Depending on how you looked at it, it might not even be a cell. The door wasn’t locked, just guarded by agents with instructions to keep him in and no sense of humor. Kiem had played with the idea of seeing if he could bluff his way past them to get to Jainan’s med room but had reluctantly abandoned it after the first unsuccessful attempt. It would be a bad idea to make the Emperor any more furious than she already was. He had Bel and Jainan to think about.

He knew what the newslogs were saying. Bel had started sending him copies as soon as they realized Aren, even in detention, had managed to make good on his threat to smear them. Kiem had winced at the abduction articles, but at least they were true. Then the first accusation that Kiem mistreated Jainan had appeared in a small-time gossip log on Thea: it had spread from there to fringe newslogs and anti-royalist streams across both Thea and Iskat, who’d all eaten up the scandal. It wasn’t hard to find pictures of Kiem looking drunk and unreliable. One of the newslogs had even decided their wedding photos looked miserable enough to illustrate the article; Kiem had abandoned his reading at that point and gone to bed. Then he’d asked Bel to stop sending cuttings.

His latest message of resignation—this one his third, for an education charity—hung as a small glowing circle above the table. Kiem drummed his fingers on the edge of the table, outside the sensor area, and sent it before he could give in to temptation and add anything else. His messages were getting more like babbling as the hours went on. He should stick to writing, but even talking to an imaginary recipient staved off the awful silence of not having anyone to talk to. He had seen only Internal Security agents for the past four days, usually Rakal or one of their interchangeable deputies. He was going to go mad if this carried on too long.

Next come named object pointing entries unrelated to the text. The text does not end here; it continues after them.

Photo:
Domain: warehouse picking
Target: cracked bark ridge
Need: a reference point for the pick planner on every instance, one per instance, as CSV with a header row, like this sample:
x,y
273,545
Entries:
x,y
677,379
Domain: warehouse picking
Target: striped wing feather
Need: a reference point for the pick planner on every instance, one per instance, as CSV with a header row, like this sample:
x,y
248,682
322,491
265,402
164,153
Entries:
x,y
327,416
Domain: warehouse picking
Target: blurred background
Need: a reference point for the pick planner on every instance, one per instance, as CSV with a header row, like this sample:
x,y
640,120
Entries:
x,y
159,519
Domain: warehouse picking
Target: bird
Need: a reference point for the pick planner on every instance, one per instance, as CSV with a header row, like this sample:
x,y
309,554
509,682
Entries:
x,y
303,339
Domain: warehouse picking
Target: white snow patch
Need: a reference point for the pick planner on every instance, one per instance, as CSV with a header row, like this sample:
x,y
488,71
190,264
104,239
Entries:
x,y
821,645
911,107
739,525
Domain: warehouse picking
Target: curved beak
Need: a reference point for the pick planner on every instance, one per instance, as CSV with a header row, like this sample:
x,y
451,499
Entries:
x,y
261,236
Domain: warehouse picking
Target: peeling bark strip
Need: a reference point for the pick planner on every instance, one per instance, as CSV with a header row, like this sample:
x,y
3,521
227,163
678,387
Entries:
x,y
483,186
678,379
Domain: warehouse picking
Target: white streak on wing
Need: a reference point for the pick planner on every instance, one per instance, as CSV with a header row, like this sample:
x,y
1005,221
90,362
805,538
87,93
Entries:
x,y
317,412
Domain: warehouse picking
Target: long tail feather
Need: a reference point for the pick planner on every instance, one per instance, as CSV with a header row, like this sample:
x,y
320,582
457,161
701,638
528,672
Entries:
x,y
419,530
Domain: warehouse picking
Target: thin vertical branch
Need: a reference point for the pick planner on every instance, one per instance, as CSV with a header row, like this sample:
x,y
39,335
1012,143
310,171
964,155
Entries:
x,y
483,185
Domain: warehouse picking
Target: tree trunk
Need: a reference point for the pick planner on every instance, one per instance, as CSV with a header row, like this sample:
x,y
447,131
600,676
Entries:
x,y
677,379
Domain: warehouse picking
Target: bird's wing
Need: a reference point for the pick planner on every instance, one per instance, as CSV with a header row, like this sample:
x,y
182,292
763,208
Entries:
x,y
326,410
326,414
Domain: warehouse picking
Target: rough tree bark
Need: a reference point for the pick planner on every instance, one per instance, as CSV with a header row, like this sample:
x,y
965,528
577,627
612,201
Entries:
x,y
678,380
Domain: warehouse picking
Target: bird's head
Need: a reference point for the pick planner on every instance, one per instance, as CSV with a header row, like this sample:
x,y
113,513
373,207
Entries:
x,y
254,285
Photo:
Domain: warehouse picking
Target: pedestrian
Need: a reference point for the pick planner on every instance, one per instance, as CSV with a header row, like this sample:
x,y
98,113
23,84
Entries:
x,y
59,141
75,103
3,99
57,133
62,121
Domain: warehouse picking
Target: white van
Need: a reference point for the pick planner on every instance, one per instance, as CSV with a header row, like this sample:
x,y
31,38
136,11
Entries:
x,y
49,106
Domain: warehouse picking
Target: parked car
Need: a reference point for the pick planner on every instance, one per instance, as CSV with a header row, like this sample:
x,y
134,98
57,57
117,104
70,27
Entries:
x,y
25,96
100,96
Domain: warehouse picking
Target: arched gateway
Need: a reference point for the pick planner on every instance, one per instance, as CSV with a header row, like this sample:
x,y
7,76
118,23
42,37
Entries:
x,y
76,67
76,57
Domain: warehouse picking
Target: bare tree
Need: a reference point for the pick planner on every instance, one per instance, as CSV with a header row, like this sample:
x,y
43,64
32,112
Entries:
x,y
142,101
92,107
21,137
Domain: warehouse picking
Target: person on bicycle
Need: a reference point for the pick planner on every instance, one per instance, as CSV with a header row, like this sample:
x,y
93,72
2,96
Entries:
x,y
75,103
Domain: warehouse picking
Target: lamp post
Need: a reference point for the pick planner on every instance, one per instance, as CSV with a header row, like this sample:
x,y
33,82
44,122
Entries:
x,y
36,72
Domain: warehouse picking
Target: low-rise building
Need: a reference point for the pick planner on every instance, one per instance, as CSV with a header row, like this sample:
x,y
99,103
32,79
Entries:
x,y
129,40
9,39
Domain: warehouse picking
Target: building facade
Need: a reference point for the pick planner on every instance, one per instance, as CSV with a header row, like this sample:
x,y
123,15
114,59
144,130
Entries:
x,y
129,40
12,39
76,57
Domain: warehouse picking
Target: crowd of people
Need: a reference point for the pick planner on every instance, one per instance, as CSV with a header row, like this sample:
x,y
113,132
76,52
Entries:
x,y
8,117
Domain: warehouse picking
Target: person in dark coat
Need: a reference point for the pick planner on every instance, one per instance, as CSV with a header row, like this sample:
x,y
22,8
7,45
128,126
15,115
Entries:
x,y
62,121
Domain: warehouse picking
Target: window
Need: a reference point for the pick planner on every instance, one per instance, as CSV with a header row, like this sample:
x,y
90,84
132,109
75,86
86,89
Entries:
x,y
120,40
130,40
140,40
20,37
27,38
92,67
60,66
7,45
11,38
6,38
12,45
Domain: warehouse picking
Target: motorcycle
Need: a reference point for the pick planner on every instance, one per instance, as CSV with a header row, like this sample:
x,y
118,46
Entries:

When the message was gone, he put his head down on the desk. What he wanted to do was send a message to Jainan—an honest one—but he knew Rakal’s people were reviewing everything that went through his account while he was in here, and he wasn’t going to hand them anything else about Jainan or Taam. It had to wait until Jainan woke up. Whenever he did wake up.

He made himself breathe out slowly. What he needed was a fraction of Jainan’s calm. When things went wrong for Jainan, he didn’t flap around uselessly like Kiem. He just got … more focused. For a moment Kiem wasn’t even afraid for him, he just missed him. Just not having Jainan there hurt.

A message added itself to the depressingly short list in the corner of the desk. Kiem abandoned his attempt at serenity to see what it was.

It was from Bel. Kiem wasn’t expecting much: his messages to and from Bel were short and businesslike, so neither of them accidentally contradicted the details about Taam that Kiem had fudged in his original story. This one was short even by her standards, though, and contained a clipping with a single line above it.